La Semana de la Industria volvió a mostrar con claridad meridiana, el declive de un país que carece de moneda y soporta un deterioro macroeconómico traducido en una inflación ingobernable y la falta de previsibilidad para las inversiones a largo plazo.
Lejos de aquella Nación que hacía del trabajo y la producción un valor y un estandarte, nuestra economía sufre déficit de inversión y de desarrollo tecnológico, no es competitiva y va perdiendo terreno y mercados.
Como ejemplo extremo de la frustración nacional, en un país que produce alimentos para 400 millones de personas y con capacidad para duplicar esa oferta, diversos sectores - con sinceridad o con oportunismo, según los casos- hoy reclaman la declaración de la emergencia alimentaria.
Ciertos desaciertos del actual gobierno han generado una situación límite. El propósito de inducir una "lluvia de inversiones" a través de la apertura de los mercados se convirtió en un boomerang, porque derivó en un cóctel letal de endeudamiento, recesión e inflación. Faltó decisión política para avanzar en los objetivos productivos y sensibilidad para percibir el humor social y las urgencias de la ciudadanía.
La aplicación de siderales tasas de interés -en pesos y en dólares- siempre termina en recesión, y esto es inevitable porque para el capital se hace más beneficiosa la seguridad de la especulación que el riesgo de la producción; al mismo tiempo, el pequeño y mediano productor, que necesita del crédito para sostener su empresa, no puede subsistir en medio de ese desfase financiero.
Fue en ese contexto que el actual gobierno, que había heredado un país en crisis, cuatro años de recesión y un déficit energético insostenible, dolarizó las tarifas y produjo la debacle de decenas de miles de empresas.
De nada sirven ciertos logros fiscales o el crecimiento de la obra pública si la calidad de vida de la gente empeora. La política y la economía son justas y eficientes cuando están al servicio de las personas.
Pero creer que la situación actual es fruto solamente de un mal gobierno sería ignorar la historia reciente. La globalización de la economía y la tecnología iniciada a partir de 1945 impuso condiciones que nuestro país no asumió.
La realidad es que, desde hace muchos años, nuestro país sufre la dependencia de insumos tecnológicos del extranjero, ya que no es capaz de generarlos, y la fragilidad comercial, financiera y cambiaria deriva en aluviones de productos importados, especialmente ahora, de las crecientes potencias orientales.
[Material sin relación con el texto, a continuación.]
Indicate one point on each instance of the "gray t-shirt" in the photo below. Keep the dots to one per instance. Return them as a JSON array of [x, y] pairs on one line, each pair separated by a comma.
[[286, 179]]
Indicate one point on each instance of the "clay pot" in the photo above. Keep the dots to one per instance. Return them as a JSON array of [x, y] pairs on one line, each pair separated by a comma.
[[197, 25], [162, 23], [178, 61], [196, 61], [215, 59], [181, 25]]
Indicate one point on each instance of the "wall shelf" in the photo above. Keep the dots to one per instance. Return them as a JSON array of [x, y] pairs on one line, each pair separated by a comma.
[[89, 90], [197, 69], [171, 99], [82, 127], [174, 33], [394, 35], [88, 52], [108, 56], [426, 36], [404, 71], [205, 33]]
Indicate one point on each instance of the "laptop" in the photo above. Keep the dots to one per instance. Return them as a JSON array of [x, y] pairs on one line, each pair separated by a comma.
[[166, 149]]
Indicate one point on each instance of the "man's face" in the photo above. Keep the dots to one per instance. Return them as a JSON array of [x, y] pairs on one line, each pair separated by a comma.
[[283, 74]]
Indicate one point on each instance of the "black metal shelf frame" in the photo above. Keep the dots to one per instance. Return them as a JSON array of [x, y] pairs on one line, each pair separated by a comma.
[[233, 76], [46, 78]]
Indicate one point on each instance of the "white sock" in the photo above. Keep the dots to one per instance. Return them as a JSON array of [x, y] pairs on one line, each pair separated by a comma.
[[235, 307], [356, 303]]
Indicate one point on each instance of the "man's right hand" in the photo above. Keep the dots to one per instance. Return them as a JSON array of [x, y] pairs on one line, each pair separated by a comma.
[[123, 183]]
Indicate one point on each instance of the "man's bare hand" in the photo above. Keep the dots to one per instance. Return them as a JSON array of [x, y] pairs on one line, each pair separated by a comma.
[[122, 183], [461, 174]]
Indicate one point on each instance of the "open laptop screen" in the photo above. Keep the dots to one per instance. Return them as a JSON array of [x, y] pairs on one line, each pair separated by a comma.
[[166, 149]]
Una economía ineficiente, como la nuestra, terminó degradando el empleo; frente a la crisis social consecuente, desde hace décadas, el Estado fue ampliando desmesuradamente su planta para ofrecer el trabajo que las políticas no garantizan.
Hoy, el resultado está a la vista: la fragilidad de la moneda frente al dólar, la presión tributaria y la ineficiencia del gasto público exigen decisiones complejas.
Ningún político quiere hablar de las reformas tributaria, laboral y previsional, que son indispensables porque los tres sistemas están obsoletos.
La Argentina no debe seguir tomando decisiones al margen de sus objetivos de desarrollo productivo. Nuestra suerte no puede quedar librada al arbitrio de organismos internacionales, como el FMI, que solo miran el equilibrio de las finanzas, ni a las fantasías ideológicas y las promesas sin fundamento que predominan en el discurso político.
Está en juego la calidad de vida de los argentinos. Sin seriedad y sin metas de largo plazo con perspectivas para el futuro del país, las crisis serán cada vez más profundas y seguiremos sumergidos en una tragedia social.